Gillett has reopened talks with Kirdi, but the board’s criteria will be to sell to the party who can prove they can clear the debt and attract the backing required to build the stadium on Stanley Park.

While there has been dialogue between Huang and Liverpool the talks have not reached a stage where the club are certain of his backers’ identity. The Chinese approach appears the most likely to succeed, although Liverpool will still be under American ownership by the time their league season begins on August 15th. The Premier League requires 10 days notice before any takeover can be completed.

Meanwhile, David Moyes has told Everton’s board of directors the club risk losing their main players unless they break the wage structure. The manager’s warning follows an admission from the Everton chief executive, Robert Elstone, the club are unlikely to leave Goodison Park “within the next five years”.

The Goodison futures of influential midfielders Mikel Arteta and Steven Pienaar are both uncertain with the pair yet to accept lucrative contract extensions offered this summer. Pienaar has 12 months remaining on his Everton contract and wants more than the €72,000-a-week offer to stay, while Arteta, who is under contract until 2012, would become the club’s highest earner should he accept a proposed €90,000-a-week extension.

Despite Moyes’s appeal, the offers to Arteta and Pienaar represent a marked increase on their existing contracts at Everton. The Spanish midfielder, who has been linked with Manchester City, Arsenal and Barcelona this summer, earns €54,000 a week, and the Everton manager believes improving the terms of existing players is a more pressing issue than new signings this summer.

Moyes, speaking at an Everton shareholders’ forum, said: “We cannot keep our best players if our wages don’t increase. That is the part we have to make sure we keep improving. We have to make sure we keep the players we have got at the moment even if we can’t go out and spend on new talent all the time.”

The chairman Bill Kenwright told shareholders he was “more hopeful we will start the season with the players we ended the season with last year”, albeit with the caveat: “You can never say that something will definitely happen until it does.”
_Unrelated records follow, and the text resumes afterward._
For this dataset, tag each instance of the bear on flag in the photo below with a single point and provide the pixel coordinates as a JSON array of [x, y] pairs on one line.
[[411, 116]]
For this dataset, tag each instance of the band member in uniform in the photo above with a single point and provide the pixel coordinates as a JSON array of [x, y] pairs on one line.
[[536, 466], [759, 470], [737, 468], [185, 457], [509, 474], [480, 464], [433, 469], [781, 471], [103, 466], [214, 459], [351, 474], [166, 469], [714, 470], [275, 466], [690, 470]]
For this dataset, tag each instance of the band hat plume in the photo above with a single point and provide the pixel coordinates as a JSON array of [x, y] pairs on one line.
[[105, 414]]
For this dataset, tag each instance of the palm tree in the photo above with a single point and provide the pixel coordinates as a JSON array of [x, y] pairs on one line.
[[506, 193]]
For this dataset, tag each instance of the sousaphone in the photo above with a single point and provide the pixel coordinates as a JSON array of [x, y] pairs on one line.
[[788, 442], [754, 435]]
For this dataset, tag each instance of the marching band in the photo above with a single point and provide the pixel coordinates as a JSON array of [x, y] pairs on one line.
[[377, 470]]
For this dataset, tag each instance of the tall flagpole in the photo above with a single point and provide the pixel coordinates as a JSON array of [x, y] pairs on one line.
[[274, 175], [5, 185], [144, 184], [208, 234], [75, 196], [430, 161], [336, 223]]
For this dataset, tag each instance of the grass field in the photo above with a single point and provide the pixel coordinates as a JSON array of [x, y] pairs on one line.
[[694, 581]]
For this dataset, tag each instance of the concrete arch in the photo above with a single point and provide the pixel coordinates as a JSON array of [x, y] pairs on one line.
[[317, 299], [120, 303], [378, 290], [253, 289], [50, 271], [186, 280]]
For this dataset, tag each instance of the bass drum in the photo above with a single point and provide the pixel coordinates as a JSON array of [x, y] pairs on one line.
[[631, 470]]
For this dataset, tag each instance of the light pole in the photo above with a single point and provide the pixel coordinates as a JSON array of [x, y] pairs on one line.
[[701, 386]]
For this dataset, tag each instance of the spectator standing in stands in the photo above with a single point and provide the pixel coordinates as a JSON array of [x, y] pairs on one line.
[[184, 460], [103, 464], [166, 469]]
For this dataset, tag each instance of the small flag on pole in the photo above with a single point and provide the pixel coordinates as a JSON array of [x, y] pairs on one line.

Kenwright has been unable to transform the club’s finances through investment or a new stadium, with the government rejecting a proposed relocation to Kirkby last November. At the forum Everton announced plans for a €10.8 million retail development behind Goodison which, subject to planning permission, will be completed within a year. The complex will house a shop, museum, cafe, corporate hospitality and offices, freeing up space inside the stadium for corporate facilities.

Elstone, Everton’s chief executive, said financial assistance from the club’s commercial partner Sodexo and the retail partner Kitbag ensured the project would be “self-funded”.

He said: “There is no net cost to the club. In fact, it is cash-positive from the start.”